Anna ist der zweithäufigste weibliche Vorname im Geburten-Jahrgang 1999, dem auch die englische Singer/Songwriterin Anna B Savage angehört. Allerdings gab sie sich selbst dieses Pseudonym, welcher Name in ihrem Pass steht, ist unbekannt. Welchem Musik-Genre sie sich am meisten zugehörig fühlt, war bisher, bis zur neuen Platte „You & i are Earth“, auch ein Geheimnis.

Denn innerhalb einer kurzen Zeitspanne entwickelte sich Anna B Savage zur Marke für eine Kombination aus Ambient-Elektronik und elfenhaftem bis rauchigem Folk-Gesang. Seit im Lockdown-Winter Annas Debütalbum „A Common Turn“ erschien, reifte die cover- und experimentierfreudige Künstlerin zur etablierten Größe.

in|Flux“ spielte in der Titelgebung auf die Fluxus-Bewegung an, war aber weitaus mehr als die dafür typische L’art pour l’art-Selbstbeschäftigung, sondern eine schreibtherapeutische Auseinandersetzung mit eigenen Ängsten, Schüchternheit, Verletzlichkeit und persönlichen Tiefpunkten. Bevor sie „in|Flux“ anging, hatte die Künstlerin eine Therapie durchlaufen.

„You & i are Earth“ lässt sich in diesem Reigen als dritter Teil einer Coming-of-Age-Trilogie lesen. Und die Platte beantwortet die Frage nach der Genre-Zuordnung eindeutig zugunsten von Folk-Rock mit 70er-Jahre-Prägung, sowohl stilistisch als auch lyrisch.

Den spannenden Albumtitel mit der besonderen Schreibweise kann man romantisch im Sinne von Zweisamkeit auffassen, bei „Agnes“ zwischen Frauen. Mit einem Typen ohne Namen empfindet die Protagonistin in „Lighthouse“ Geborgenheit, Gemeinschaft. Er ist ihr ein „companion“.

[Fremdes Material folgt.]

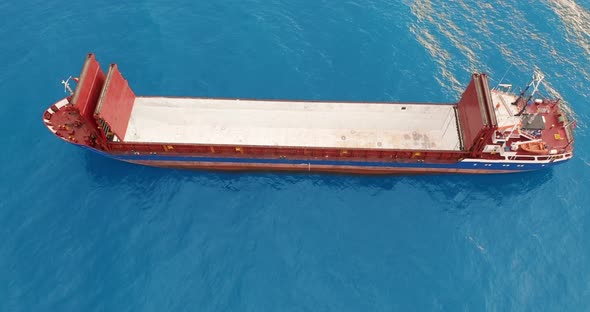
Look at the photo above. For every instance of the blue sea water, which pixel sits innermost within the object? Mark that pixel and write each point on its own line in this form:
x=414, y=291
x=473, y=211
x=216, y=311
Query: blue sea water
x=83, y=233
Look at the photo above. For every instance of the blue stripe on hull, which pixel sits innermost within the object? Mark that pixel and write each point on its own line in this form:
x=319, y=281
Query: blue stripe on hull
x=463, y=165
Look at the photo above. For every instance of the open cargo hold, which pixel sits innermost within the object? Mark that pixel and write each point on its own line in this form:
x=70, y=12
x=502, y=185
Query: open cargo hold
x=196, y=132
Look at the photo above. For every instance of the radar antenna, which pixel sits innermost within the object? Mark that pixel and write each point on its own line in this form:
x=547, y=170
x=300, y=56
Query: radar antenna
x=66, y=84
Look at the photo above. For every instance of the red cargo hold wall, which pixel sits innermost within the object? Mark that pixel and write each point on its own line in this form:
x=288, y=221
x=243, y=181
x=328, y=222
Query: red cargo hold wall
x=89, y=87
x=476, y=114
x=115, y=103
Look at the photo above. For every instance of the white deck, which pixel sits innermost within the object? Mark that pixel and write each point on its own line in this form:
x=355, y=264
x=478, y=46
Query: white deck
x=300, y=124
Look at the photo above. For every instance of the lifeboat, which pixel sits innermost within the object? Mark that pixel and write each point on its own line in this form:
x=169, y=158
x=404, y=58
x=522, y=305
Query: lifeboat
x=538, y=147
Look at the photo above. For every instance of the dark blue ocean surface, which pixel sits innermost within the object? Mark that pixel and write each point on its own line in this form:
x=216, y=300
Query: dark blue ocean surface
x=83, y=233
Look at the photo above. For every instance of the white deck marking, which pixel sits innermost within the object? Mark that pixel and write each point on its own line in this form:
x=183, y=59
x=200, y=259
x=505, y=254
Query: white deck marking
x=298, y=124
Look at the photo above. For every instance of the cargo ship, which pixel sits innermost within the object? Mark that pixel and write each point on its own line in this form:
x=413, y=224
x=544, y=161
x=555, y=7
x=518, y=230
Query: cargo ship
x=489, y=130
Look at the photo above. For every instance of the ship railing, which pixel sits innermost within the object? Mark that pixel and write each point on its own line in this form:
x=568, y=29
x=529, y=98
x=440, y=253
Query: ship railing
x=539, y=158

Der Slogan „You & i are Earth“ ist uralt. In London wurde er in blauer Schrift auf einem weißen Teller aus dem Jahr 1661 gefunden. Auf einer Meta-Ebene lässt er sich so demütig wie tröstlich lesen, und so ist der Album-Titel gemeint: Wir – egal ob „you“ oder „I“ – wir sind alle nur Chemie, eine Sammlung von Molekülen, wie die Erde, „earth“, demzufolge alle miteinander verwandt, und wir gehören zum Planeten (auch wenn Elon Musk den Mars anstrebt).

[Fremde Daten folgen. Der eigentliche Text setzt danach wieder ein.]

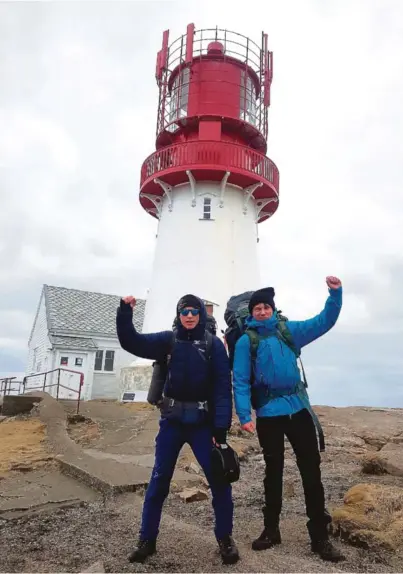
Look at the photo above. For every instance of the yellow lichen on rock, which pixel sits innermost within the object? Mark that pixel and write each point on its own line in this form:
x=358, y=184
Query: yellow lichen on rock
x=22, y=445
x=371, y=517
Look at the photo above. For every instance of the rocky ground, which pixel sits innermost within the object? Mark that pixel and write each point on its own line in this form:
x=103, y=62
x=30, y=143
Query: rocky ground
x=368, y=523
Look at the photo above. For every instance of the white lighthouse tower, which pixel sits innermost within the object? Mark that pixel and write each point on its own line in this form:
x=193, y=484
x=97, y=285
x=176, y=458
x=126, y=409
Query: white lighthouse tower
x=209, y=182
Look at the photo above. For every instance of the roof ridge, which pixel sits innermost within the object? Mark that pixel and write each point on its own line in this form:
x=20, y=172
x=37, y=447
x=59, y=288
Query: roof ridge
x=87, y=291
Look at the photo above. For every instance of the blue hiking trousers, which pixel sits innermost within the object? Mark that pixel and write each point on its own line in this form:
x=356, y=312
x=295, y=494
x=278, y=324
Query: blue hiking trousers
x=170, y=439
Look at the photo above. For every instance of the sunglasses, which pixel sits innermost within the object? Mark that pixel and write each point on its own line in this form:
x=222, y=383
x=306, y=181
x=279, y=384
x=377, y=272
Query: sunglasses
x=193, y=312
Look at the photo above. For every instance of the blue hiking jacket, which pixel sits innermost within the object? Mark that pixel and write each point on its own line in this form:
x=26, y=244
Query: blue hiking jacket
x=276, y=364
x=191, y=377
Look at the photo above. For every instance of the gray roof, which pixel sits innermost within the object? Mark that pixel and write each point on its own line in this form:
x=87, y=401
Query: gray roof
x=73, y=343
x=75, y=312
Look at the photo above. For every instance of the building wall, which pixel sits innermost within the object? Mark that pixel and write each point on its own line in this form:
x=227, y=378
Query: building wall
x=212, y=258
x=107, y=384
x=72, y=380
x=39, y=347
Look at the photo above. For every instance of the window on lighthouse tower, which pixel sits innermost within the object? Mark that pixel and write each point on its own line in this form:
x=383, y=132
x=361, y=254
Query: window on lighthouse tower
x=207, y=208
x=248, y=99
x=179, y=96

Nun ist Anna B Savage zwar in der Gesellschaft angekommen, hat äußerlich ihren Platz gefunden, als Promi der Indie-Szene. Innerlich fühlt sich dieser Platz trotzdem isoliert an: Sie lebt quasi auf ihrem eigenen Planeten.

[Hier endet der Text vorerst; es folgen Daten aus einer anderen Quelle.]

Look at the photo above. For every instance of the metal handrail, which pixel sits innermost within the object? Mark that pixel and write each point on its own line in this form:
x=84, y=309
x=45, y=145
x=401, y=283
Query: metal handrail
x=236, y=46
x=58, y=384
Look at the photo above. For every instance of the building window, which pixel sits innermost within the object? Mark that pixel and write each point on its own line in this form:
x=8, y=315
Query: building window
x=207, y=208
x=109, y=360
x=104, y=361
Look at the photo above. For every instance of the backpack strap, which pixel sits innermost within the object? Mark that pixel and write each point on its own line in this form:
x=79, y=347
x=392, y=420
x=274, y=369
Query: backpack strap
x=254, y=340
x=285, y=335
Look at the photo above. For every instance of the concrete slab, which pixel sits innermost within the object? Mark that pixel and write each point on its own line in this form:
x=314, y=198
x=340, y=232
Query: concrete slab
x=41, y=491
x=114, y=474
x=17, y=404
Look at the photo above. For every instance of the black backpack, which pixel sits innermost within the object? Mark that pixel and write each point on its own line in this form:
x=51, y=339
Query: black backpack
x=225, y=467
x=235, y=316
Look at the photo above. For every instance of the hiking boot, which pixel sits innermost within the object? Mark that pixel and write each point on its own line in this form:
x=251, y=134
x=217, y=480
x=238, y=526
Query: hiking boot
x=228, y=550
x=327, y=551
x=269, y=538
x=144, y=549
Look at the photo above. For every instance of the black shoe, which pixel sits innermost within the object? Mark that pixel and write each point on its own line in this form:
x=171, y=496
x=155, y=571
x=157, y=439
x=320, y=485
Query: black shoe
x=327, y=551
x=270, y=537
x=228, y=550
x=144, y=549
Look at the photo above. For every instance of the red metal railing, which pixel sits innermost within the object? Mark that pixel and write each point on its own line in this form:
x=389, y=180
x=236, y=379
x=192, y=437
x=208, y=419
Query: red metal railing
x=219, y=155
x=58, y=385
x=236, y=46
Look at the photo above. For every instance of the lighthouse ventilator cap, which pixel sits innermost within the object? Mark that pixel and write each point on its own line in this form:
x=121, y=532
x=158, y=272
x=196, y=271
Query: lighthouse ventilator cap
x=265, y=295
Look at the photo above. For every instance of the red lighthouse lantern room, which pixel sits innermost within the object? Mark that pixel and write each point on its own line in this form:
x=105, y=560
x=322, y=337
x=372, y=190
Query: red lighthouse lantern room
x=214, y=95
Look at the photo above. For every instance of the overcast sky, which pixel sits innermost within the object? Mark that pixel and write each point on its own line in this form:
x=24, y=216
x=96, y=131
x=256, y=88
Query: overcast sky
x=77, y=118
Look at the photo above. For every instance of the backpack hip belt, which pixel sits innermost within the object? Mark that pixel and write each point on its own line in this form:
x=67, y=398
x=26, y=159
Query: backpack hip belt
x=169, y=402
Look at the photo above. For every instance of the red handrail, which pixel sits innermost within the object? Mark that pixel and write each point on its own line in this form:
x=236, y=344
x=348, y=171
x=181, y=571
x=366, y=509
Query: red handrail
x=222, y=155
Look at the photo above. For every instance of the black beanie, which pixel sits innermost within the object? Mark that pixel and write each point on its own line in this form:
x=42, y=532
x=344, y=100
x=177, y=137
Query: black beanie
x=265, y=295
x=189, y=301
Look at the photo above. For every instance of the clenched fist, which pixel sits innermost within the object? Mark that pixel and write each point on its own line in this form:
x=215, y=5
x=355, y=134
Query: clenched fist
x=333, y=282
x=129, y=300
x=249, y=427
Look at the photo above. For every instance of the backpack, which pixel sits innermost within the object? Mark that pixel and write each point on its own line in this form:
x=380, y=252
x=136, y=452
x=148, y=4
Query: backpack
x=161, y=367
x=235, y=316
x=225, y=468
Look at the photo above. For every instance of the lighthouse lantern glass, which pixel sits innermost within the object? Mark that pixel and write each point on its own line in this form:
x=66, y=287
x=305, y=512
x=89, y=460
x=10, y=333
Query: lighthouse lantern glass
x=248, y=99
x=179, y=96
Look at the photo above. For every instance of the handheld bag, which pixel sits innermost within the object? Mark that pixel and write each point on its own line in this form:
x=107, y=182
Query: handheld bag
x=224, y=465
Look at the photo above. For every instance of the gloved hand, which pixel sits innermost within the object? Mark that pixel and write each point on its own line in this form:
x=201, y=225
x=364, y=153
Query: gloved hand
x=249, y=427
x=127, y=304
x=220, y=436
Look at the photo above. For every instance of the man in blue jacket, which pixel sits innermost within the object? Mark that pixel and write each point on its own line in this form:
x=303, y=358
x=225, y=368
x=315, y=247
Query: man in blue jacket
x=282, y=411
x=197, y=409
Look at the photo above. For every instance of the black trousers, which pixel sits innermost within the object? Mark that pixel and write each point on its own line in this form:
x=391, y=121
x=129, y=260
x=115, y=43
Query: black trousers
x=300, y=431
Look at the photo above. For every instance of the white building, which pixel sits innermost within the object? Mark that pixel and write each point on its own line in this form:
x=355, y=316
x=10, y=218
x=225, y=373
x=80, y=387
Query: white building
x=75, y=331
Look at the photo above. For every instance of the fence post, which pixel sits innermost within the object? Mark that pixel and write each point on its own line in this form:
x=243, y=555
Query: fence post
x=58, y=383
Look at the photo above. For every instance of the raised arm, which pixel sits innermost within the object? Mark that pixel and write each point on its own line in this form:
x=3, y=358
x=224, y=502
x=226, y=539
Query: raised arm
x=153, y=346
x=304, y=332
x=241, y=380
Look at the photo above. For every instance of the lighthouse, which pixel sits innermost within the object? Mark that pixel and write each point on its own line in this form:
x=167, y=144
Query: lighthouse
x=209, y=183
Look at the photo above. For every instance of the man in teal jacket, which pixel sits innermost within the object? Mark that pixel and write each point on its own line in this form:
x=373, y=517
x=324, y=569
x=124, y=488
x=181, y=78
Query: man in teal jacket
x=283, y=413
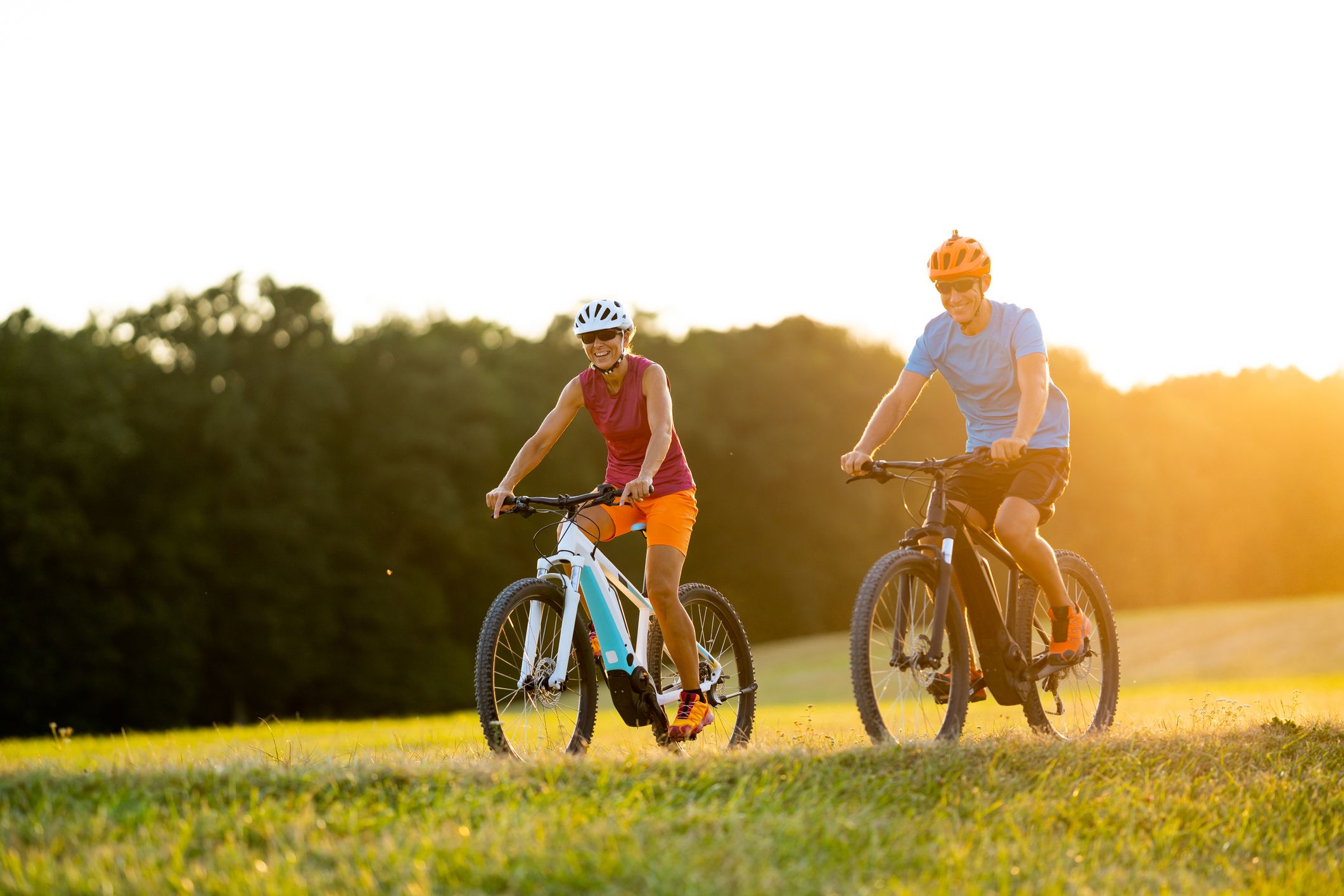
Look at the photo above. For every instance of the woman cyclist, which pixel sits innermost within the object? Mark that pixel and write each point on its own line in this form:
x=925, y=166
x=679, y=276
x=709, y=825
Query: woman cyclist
x=628, y=398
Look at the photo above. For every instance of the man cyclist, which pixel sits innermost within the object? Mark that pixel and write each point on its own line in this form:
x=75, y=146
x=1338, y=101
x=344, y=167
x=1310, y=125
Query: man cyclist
x=994, y=357
x=628, y=398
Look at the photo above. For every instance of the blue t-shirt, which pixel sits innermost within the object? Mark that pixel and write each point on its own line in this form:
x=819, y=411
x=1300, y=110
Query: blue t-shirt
x=983, y=374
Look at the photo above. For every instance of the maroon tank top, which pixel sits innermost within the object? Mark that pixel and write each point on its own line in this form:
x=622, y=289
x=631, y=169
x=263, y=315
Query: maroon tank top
x=624, y=422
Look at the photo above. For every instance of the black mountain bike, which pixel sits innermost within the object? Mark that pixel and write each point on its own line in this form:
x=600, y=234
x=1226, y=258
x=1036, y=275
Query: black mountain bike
x=909, y=646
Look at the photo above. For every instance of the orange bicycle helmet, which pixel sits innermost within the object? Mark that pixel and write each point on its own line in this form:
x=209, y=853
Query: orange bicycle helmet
x=959, y=257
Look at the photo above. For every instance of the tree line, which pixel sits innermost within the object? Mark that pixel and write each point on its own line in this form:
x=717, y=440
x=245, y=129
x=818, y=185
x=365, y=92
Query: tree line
x=214, y=511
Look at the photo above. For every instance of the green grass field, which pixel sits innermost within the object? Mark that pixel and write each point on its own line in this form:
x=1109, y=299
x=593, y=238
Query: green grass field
x=1198, y=788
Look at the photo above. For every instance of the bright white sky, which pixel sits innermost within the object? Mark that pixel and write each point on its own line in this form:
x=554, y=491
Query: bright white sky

Doch es gelingt ihr phänomenal gut, ihr Inneres nach außen zu stülpen. Hier hilft ihre sehr direkte, nahe nach vorne gemischte Art zu singen. Ohne genau diese Stimme würde das Album wohl wenig aussagen. Man merkt das an kurzen wortlosen Zwischenspielen, die unbeholfen, verlegen wirken.

Holt Anna B Savage dann in knapp vier- oder fünfminütigen Songs zu einer folk-rockigen Dramaturgie aus, lässt ihr Gitarrenspiel schon mal ans Klopfende, Dynamische, unablässig Steigernde einer Joni Mitchell denken.

Der Gesang, so auch in „Mo Cheol Thú“, folgt, wie schon bisher, ebenfalls Mitchells kühler Expressivität und angejazzten Art oder, in „Agnes“, der naiv-theatralen Pose Kate Bushs.

In „Agnes“ entfalten sich eine treibende Rock-Energie und bezirzende Harmonie-Führung. Es ist der unwiderstehlichste Track. Feature-Gast Anna Mieke, irische Biochemikerin, heißt gesichert wirklich Anna. Sie fügt sich mit ihrem warmen und ruhigen Timbre großartig in die Aufnahme ein.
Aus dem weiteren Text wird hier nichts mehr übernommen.